Ha! Very clever, Lainey! Now (far too late, since our kids are in their twenties), I realize the error of our ways: I took away their whatnot!

Congrats, if they are in order. Congrats on the fun post, at any rate. (Though you forgot playing Mozart for them when they're in the womb.)
Hi everybody--thanks for playing along. I think the key is the book-on-couch thing. ;)
I can't do Nr. 1...well, in another context...that's another story.

Great advice, otherwise. Unless National Merit Scholarshipism is overrated, which some say it is.
keep repeating 11th grade?

thank you for the post
I think there's actually a lot of truth in here, amidst the chuckles.
"Subscribe to a newspaper, or two if you can afford it.
Read the paper in front of your kids like it is an important activity and a source of personal pride.
Invite your kids to do the same.
Emphasize effort, let results take care of themselves."

Agree with NeilPaul totally, plus
be an intellectual, ethical and moral example for your children
let them be responsible for parts of the family life
talk and do things with them

I have 5 children and they are immensely successful and all really good human beings.
Very funny and clever. I was a National Merit Scholar. They were so rare at the inner city Catholic school where I went nobody knew what to make out of it and nobody ever advised me as to it's value in getting into college. I can't remember ever seeing my father read a book, but subscribed to TIME magazine.

Hard to believe. I was in the 99 per percentile in reading comprehension. I attribute it to reading everything I could get my hands on that was condemned by the church, including the dictionary, which is still my favorite book, and when the words sounded like music--a skill not easily marketed.

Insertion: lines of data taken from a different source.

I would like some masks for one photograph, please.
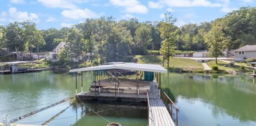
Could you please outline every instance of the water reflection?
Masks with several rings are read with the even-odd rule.
[[[162,81],[184,125],[256,125],[256,85],[246,76],[169,73]]]

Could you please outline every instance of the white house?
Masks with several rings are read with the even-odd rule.
[[[250,58],[256,58],[256,45],[247,45],[234,51],[235,61],[243,61]]]
[[[200,51],[193,53],[194,58],[207,58],[208,51]]]
[[[61,42],[59,44],[54,48],[53,51],[49,53],[49,59],[53,62],[56,62],[59,60],[58,54],[59,52],[65,47],[66,42]]]

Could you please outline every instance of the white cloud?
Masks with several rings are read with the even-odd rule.
[[[154,2],[152,1],[149,2],[149,7],[152,8],[162,8],[164,7],[164,5],[162,4],[161,2]]]
[[[143,5],[135,5],[134,6],[129,6],[126,8],[126,12],[135,13],[147,13],[147,8]]]
[[[165,18],[164,14],[163,14],[163,13],[160,14],[159,17],[160,17],[160,18]]]
[[[121,16],[121,18],[123,19],[130,19],[130,18],[134,18],[134,16],[130,14],[126,14],[125,15],[123,15],[122,16]]]
[[[190,19],[192,18],[194,18],[195,16],[195,14],[194,13],[187,13],[185,15],[184,15],[184,19]]]
[[[147,8],[140,4],[138,0],[110,0],[110,3],[115,6],[125,8],[125,11],[129,13],[147,13]]]
[[[213,3],[208,0],[163,0],[169,7],[221,7],[221,4]]]
[[[27,20],[30,20],[35,22],[38,22],[38,16],[33,13],[29,13],[27,12],[17,11],[15,7],[10,7],[8,10],[10,21],[22,22]]]
[[[10,2],[12,4],[17,4],[25,3],[24,0],[11,0]]]
[[[223,7],[220,10],[221,12],[225,12],[225,13],[229,13],[232,12],[233,10],[237,10],[238,8],[236,7],[229,7],[229,0],[220,0],[221,2],[223,2]]]
[[[67,0],[38,0],[45,7],[50,8],[75,8],[76,6],[72,1]]]
[[[53,17],[49,17],[47,20],[46,20],[46,22],[56,22],[57,19]]]
[[[187,24],[187,22],[186,22],[186,21],[184,21],[183,20],[180,20],[180,19],[177,20],[177,21],[175,23],[174,23],[174,24],[175,25],[177,25],[179,27],[181,27],[181,26],[183,26],[185,24]]]
[[[70,28],[70,27],[72,27],[73,25],[73,24],[72,24],[71,23],[61,23],[61,27]]]
[[[173,9],[172,9],[171,8],[168,8],[166,9],[166,10],[167,12],[174,12]]]
[[[229,7],[227,6],[224,6],[220,10],[223,12],[229,13],[232,12],[233,10],[235,10],[237,9],[238,8],[236,7]]]
[[[241,0],[241,1],[244,2],[248,2],[248,3],[252,3],[254,0]]]
[[[73,20],[79,20],[86,18],[95,18],[98,17],[98,15],[90,10],[85,8],[64,10],[61,12],[61,15],[66,18]]]
[[[7,15],[7,13],[6,12],[2,12],[2,13],[0,15],[0,22],[4,22],[7,21],[6,16]]]

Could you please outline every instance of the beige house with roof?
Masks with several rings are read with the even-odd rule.
[[[256,58],[256,45],[247,45],[234,51],[235,61],[243,61],[250,58]]]

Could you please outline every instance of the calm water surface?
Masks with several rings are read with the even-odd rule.
[[[88,90],[92,76],[83,76],[83,90]],[[242,76],[175,73],[162,77],[162,90],[180,108],[179,125],[256,125],[256,84],[252,79]],[[73,96],[75,78],[72,75],[52,71],[0,75],[0,122],[6,114],[13,119]],[[79,77],[78,83],[80,84]],[[79,92],[81,88],[78,87]],[[132,122],[132,125],[147,125],[146,107],[115,103],[86,104],[96,111],[118,107],[100,114],[122,126],[130,125]],[[8,110],[11,110],[4,111]],[[42,124],[62,110],[66,111],[47,125],[107,124],[79,102],[61,104],[17,123]]]
[[[84,91],[92,81],[92,74],[83,74]],[[78,83],[81,84],[80,77]],[[16,75],[0,75],[0,122],[8,114],[13,119],[75,94],[75,76],[66,73],[43,71]],[[87,84],[86,85],[85,84]],[[81,87],[78,86],[78,92]],[[86,103],[110,122],[122,125],[146,125],[146,107],[112,103]],[[63,110],[64,112],[47,125],[107,125],[108,122],[93,114],[82,103],[64,102],[16,122],[17,124],[41,125]],[[20,109],[21,108],[21,109]],[[66,109],[67,108],[67,109]],[[5,111],[9,110],[10,111]],[[86,114],[87,114],[86,115]]]
[[[162,81],[179,125],[256,125],[256,84],[248,76],[169,73]]]

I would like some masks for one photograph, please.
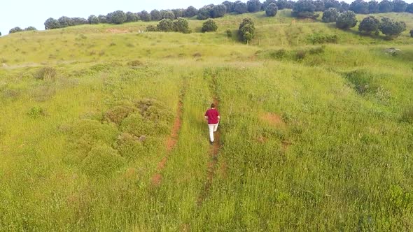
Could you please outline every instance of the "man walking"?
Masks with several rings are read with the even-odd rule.
[[[214,143],[214,133],[218,129],[220,116],[219,112],[215,109],[215,104],[211,104],[211,108],[205,113],[205,119],[208,121],[208,127],[209,128],[209,141],[211,144]]]

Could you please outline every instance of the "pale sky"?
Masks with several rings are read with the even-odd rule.
[[[122,10],[137,13],[143,10],[186,8],[193,6],[199,8],[210,3],[220,3],[225,0],[6,0],[0,12],[0,32],[2,35],[15,27],[24,29],[29,26],[44,30],[44,22],[49,17],[61,16],[81,17],[88,19],[90,15],[106,15]],[[405,0],[411,3],[413,0]],[[235,0],[230,1],[235,1]],[[246,2],[246,0],[242,1]],[[261,2],[264,0],[261,0]],[[345,0],[351,2],[351,0]]]

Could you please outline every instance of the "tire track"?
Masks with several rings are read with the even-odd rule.
[[[171,153],[174,148],[178,143],[179,138],[179,131],[181,131],[181,126],[182,126],[182,115],[183,112],[183,98],[185,96],[185,87],[183,87],[181,93],[179,96],[179,101],[178,101],[178,109],[176,110],[176,117],[174,121],[174,126],[171,131],[171,134],[167,138],[166,147],[167,147],[167,154],[165,157],[158,164],[158,172],[152,176],[151,182],[153,186],[159,186],[162,182],[162,171],[164,169],[168,158],[171,155]]]

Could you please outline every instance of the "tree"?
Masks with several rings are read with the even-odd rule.
[[[376,34],[379,34],[379,26],[380,21],[374,16],[368,16],[365,17],[360,25],[358,25],[358,31],[364,34],[371,34],[374,32]]]
[[[161,12],[162,19],[169,19],[174,20],[175,19],[175,15],[172,10],[164,10]]]
[[[97,16],[99,19],[99,23],[108,23],[108,19],[106,18],[106,15],[99,15]]]
[[[23,29],[19,27],[16,27],[10,29],[10,31],[8,31],[8,34],[17,33],[20,31],[23,31]]]
[[[321,20],[323,22],[335,22],[337,21],[339,13],[336,8],[328,8],[323,13]]]
[[[139,15],[134,13],[132,13],[128,11],[126,13],[126,22],[136,22],[139,20]]]
[[[212,6],[210,5],[202,6],[198,10],[197,18],[200,20],[204,20],[210,18],[211,8]]]
[[[276,15],[278,12],[278,6],[276,6],[276,3],[270,3],[265,8],[265,15],[268,17],[274,17]]]
[[[225,13],[227,12],[227,8],[224,4],[219,4],[214,6],[212,9],[211,9],[211,17],[216,18],[216,17],[220,17],[224,16]]]
[[[155,9],[150,11],[150,17],[152,18],[153,21],[159,21],[162,20],[162,15],[159,10]]]
[[[59,24],[60,24],[60,27],[67,27],[74,25],[73,20],[67,16],[62,16],[57,20],[57,21],[59,21]]]
[[[216,23],[212,20],[208,20],[202,24],[201,31],[202,32],[216,31],[217,29],[218,26],[216,25]]]
[[[116,10],[108,13],[106,16],[108,22],[120,24],[126,22],[126,14],[122,10]]]
[[[379,2],[372,0],[368,2],[368,11],[370,14],[379,13]]]
[[[254,38],[255,27],[251,17],[244,18],[239,24],[239,37],[241,41],[248,43]]]
[[[59,23],[59,21],[55,20],[52,17],[49,17],[48,19],[47,19],[44,23],[44,25],[45,29],[46,30],[60,28],[60,24]]]
[[[408,4],[402,0],[394,0],[393,1],[393,11],[405,12]]]
[[[388,38],[395,38],[406,30],[406,24],[404,22],[395,22],[385,17],[382,18],[379,29]]]
[[[142,10],[139,13],[139,17],[142,21],[144,22],[149,22],[152,20],[152,17],[150,17],[150,14],[148,13],[146,10]]]
[[[197,15],[198,10],[196,8],[190,6],[186,10],[183,10],[183,17],[192,17]]]
[[[350,10],[358,14],[368,14],[369,4],[363,0],[356,0],[350,4]]]
[[[351,10],[344,11],[340,13],[337,17],[335,24],[337,27],[342,29],[348,29],[354,27],[357,24],[356,14]]]
[[[316,18],[318,14],[315,14],[316,6],[312,0],[298,0],[294,7],[291,15],[297,17]]]
[[[190,33],[188,21],[183,17],[178,17],[175,21],[174,21],[174,29],[175,31],[185,34]]]
[[[174,25],[172,20],[170,19],[163,19],[158,24],[158,30],[160,31],[174,31]]]
[[[99,18],[94,15],[92,15],[88,17],[88,22],[90,24],[99,24]]]
[[[393,3],[388,0],[382,0],[379,3],[379,10],[380,13],[391,12],[393,10]]]
[[[246,13],[246,3],[237,1],[234,3],[234,12],[237,14],[244,14]]]
[[[261,10],[261,3],[260,0],[248,0],[246,2],[246,10],[251,13]]]
[[[26,29],[24,29],[24,31],[37,31],[37,29],[36,29],[36,27],[31,26],[26,27]]]

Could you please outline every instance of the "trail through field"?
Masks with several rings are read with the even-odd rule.
[[[219,102],[218,101],[218,97],[216,96],[216,78],[215,75],[212,76],[213,82],[214,82],[214,103],[215,104],[216,107],[218,108],[219,105]],[[214,143],[211,147],[210,151],[210,158],[211,160],[208,162],[207,166],[207,174],[206,174],[206,182],[205,182],[205,185],[204,185],[204,188],[201,191],[200,196],[198,197],[198,205],[202,205],[202,202],[209,193],[209,189],[211,189],[211,186],[212,185],[212,182],[214,180],[214,177],[216,175],[216,172],[217,169],[217,164],[218,164],[218,154],[219,153],[219,150],[220,148],[220,129],[218,129],[216,132],[214,133]]]
[[[174,122],[174,126],[171,131],[171,134],[167,138],[167,154],[165,157],[158,164],[158,172],[153,176],[152,176],[152,184],[154,186],[158,186],[162,182],[162,171],[165,168],[165,165],[168,161],[168,158],[171,154],[172,151],[176,146],[178,139],[179,137],[179,131],[181,130],[181,126],[182,125],[182,113],[183,106],[183,94],[182,94],[178,102],[178,110],[176,111],[176,117]]]

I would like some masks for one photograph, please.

I just saw the second hand bookstore I used to go is still in business so there may be hope for the future.

Always the best to you,
u've made me think about doing a post. it wasn't easy being the "smart" rat in an anti-intellectual culture. i had to learn to think one way and talk another, otherwise i was subject to abuse.

when i saw an old schoolmate for the first time in our adult lives last december, I said to him, "Swirles, you were one of the funniest guys I ever knew."

He said, "So were you but nobody could understand you."

I said, "Damn that's still true!" AND IT IS!
Hi again, all--hee hee, yeah there are some real answers up there, I agree. Mixed in with the silly. And some good suggestions in the comments!

Cindy, I probably make what your son makes when it comes right down to it. Tell him to marry a banker, and he'll be fine. ;)

Matt, I think you're right on the inflated status of NMSs. Well, at least as far as its being an indication of any kind of predictable, on-paper "success." Smart is smart, though, and that has some value. Take our Ben, for instance:

Ben Sen!! Totally cool that you were a NMS. I've never known an adult one. I mean, someone who's my ageish and was one. OK, now I'm making it sound like a weird species or something, but you know what I mean. I'm not a bit surprised in retrospect, nor am I surprised at the success and decency of the traveler's and zanelle's children. I'm willing to bet that the same smarts and humanity are lodged in the kids of Cindy, Pilgrim and Patricia K. You guys is good people, and the apple doesn't fall too far from the tree...
I was one too. I had to go to a fancy dinner where I shared a table with a senator who later ran for president, and we (and everyone else at the table) ended up with an extra fork. After that, except on the big scholarship checks once a year, I don't remember that it was ever even mentioned. When my eldest kids were eligible, they were astonished that I'd been smart. Clearly, it wasn't a life-changing status.

Having children, on the other hand, changed my life, and having good, smart kids was a tremendous blessing.
Good advice. And most of it has already worked for me.
Hi there High Lonesome and Vivian--thanks for visiting. And HL: I knew OS was full of smart people! :)
Hilarious! I was always on the couch with a good book when I wasn't earning a living, cooking, cleaning, shopping, taking them to sports, blah blah blah. Your kids sound great.
Hilarious! I was always on the couch with a good book when I wasn't earning a living, cooking, cleaning, shopping, taking them to sports, blah blah blah. Your kids sound great.
Clever and funny maybe even to funny...
If I had kids, I'd be exactly the same kind of mother you are, and would hope for the same results.